Riemann Sum Calculation for f(x)=x on [0,2] with n=8

[Firben]

Let Pn denote the partition of the given interval [a,b] into n sub intervals of equal length Δxi = (b-a)/n
Evaluate L(f,Pn) and U(f,Pn) for the given functions f and the given values of n.

f(x)=x on [0,2], with n=8

2.My solution

x0 = 0, x1 = 1/4, x2 = 1/2, x3 = 3/4, x4 = 1, x5 = 5/4, x6 = 3/2, x7 = 7/4, x8 = 2

L(f,Pn) = 1/4(1/4+1/2+3/4+1+5/4+3/2+7/4+2) = 2.25 = 9/4

U(f,Pn) = 1/4(0+1/4+1/2+3/4+1+5/4+3/2+7/4) = 1.75 = 7/4

In the answersheet the lower rienmann sum is 7/4 and the upper rienmann is 9/4

What is wrong ?

 

[LCKurtz]

Let Pn denote the partition of the given interval [a,b] into n sub intervals of equal length Δxi = (b-a)/n
Evaluate L(f,Pn) and U(f,Pn) for the given functions f and the given values of n.

f(x)=x on [0,2], with n=8

2.My solution

x0 = 0, x1 = 1/4, x2 = 1/2, x3 = 3/4, x4 = 1, x5 = 5/4, x6 = 3/2, x7 = 7/4, x8 = 2

L(f,Pn) = 1/4(1/4+1/2+3/4+1+5/4+3/2+7/4+2) = 2.25 = 9/4

U(f,Pn) = 1/4(0+1/4+1/2+3/4+1+5/4+3/2+7/4) = 1.75 = 7/4

In the answersheet the lower rienmann sum is 7/4 and the upper rienmann is 9/4

What is wrong ?

The only thing I see that is incorrect is your spelling of "Riemann".

 

[micromass]

L(f,Pn) = 1/4(1/4+1/2+3/4+1+5/4+3/2+7/4+2)
U(f,Pn) = 1/4(0+1/4+1/2+3/4+1+5/4+3/2+7/4)

Shouldn't these two be swapped?? To find L, you take the lowest value in the interval.
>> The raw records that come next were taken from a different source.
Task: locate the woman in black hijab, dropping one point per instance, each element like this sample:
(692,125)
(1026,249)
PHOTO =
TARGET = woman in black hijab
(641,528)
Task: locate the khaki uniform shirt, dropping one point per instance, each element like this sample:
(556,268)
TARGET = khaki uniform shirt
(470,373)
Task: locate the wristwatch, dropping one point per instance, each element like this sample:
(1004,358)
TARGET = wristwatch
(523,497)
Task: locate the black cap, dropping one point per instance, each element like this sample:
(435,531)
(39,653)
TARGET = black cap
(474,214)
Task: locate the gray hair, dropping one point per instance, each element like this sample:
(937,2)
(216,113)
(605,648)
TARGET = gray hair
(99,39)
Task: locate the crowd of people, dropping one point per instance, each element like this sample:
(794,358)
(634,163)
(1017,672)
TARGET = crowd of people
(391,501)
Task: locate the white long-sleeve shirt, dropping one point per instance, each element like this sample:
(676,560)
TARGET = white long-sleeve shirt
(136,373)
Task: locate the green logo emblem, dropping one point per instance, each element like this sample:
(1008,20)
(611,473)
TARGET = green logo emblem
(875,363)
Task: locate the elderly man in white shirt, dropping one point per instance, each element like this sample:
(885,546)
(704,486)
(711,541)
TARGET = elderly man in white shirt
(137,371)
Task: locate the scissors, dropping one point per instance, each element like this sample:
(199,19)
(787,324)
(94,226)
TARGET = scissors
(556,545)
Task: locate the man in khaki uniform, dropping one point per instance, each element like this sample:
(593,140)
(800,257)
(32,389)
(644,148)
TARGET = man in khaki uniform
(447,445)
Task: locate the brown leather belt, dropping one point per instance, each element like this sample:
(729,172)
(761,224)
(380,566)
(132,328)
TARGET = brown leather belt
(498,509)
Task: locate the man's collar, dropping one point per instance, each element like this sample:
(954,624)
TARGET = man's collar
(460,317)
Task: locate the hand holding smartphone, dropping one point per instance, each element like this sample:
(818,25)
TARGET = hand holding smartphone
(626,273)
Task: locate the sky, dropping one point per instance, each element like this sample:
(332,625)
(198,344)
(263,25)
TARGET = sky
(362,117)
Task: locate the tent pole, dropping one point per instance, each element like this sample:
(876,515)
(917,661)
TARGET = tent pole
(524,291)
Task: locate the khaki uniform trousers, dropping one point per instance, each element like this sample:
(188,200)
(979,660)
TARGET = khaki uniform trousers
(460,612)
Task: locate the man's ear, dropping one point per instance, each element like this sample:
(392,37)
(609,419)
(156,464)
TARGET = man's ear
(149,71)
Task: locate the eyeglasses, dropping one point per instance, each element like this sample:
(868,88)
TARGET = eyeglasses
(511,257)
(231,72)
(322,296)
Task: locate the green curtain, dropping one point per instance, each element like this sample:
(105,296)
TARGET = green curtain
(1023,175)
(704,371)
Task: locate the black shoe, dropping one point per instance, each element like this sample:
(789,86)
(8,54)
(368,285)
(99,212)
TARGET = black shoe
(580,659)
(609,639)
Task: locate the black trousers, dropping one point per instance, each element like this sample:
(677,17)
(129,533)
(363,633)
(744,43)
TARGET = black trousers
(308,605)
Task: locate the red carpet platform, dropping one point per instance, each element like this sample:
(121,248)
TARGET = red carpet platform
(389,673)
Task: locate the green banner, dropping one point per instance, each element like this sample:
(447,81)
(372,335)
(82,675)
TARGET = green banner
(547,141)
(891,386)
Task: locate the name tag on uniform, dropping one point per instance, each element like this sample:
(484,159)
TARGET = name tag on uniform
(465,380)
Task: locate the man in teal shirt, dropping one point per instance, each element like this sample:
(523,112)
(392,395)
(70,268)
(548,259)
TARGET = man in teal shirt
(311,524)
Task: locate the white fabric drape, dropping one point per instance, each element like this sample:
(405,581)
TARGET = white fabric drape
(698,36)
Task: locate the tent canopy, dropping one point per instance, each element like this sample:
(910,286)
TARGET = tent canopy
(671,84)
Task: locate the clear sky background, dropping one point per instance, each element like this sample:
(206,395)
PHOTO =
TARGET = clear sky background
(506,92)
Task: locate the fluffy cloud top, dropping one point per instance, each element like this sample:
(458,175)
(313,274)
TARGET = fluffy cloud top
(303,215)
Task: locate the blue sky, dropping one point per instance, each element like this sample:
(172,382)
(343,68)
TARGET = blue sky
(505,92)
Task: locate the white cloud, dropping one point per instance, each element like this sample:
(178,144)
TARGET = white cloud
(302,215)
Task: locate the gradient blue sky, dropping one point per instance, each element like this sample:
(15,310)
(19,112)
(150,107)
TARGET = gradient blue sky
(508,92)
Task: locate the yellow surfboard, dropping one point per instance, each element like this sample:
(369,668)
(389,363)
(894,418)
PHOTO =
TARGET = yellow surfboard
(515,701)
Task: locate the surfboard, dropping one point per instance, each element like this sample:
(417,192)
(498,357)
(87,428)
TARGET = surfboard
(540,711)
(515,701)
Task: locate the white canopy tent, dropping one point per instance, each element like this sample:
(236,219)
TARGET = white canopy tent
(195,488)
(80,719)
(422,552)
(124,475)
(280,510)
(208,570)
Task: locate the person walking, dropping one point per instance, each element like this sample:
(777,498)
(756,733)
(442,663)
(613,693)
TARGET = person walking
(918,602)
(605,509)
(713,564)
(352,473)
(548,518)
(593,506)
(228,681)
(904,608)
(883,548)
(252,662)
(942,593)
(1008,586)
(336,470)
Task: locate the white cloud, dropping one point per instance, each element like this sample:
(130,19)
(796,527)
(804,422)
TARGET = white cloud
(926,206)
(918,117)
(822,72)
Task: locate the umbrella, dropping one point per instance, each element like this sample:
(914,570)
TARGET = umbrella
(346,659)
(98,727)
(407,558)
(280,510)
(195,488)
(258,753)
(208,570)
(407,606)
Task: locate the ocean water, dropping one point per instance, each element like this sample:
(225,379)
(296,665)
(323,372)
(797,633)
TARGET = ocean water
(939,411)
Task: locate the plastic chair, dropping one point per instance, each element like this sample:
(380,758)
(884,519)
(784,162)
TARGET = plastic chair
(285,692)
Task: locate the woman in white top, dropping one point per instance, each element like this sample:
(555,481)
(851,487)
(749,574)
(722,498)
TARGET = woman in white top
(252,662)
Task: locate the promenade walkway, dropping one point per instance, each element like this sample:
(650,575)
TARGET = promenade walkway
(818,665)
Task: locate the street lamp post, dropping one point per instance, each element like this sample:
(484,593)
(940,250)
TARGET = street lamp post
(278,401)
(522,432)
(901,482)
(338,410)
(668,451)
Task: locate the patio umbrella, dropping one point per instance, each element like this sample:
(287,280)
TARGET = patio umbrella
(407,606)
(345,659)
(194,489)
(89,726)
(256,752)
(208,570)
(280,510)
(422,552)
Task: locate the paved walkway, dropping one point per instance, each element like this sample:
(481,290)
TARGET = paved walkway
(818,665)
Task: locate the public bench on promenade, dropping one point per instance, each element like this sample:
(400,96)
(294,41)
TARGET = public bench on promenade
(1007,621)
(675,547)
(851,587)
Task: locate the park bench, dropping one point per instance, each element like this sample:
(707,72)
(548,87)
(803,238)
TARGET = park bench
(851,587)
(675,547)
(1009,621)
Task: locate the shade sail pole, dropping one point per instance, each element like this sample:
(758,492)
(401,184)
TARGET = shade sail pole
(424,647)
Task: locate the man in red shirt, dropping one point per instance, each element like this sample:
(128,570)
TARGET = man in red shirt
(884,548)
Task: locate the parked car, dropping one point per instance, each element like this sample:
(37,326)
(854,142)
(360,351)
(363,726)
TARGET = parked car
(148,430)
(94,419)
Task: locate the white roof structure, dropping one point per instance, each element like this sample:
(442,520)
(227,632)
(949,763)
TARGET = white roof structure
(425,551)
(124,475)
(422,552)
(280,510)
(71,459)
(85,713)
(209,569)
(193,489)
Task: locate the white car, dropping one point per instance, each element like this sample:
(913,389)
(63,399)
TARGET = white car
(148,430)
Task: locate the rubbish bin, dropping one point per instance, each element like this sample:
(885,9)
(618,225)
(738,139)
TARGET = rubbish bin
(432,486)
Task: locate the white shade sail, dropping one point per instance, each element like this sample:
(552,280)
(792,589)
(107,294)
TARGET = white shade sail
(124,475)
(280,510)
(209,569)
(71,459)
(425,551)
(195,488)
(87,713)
So it makes sense that

L(f,Pn) = 1/4(0+1/4+1/2+3/4+1+5/4+3/2+7/4)

and not the thing you wrote.

 

[LCKurtz]

Shouldn't these two be swapped??

Heh. I didn't even notice that and I was wondering why he said the answers were wrong.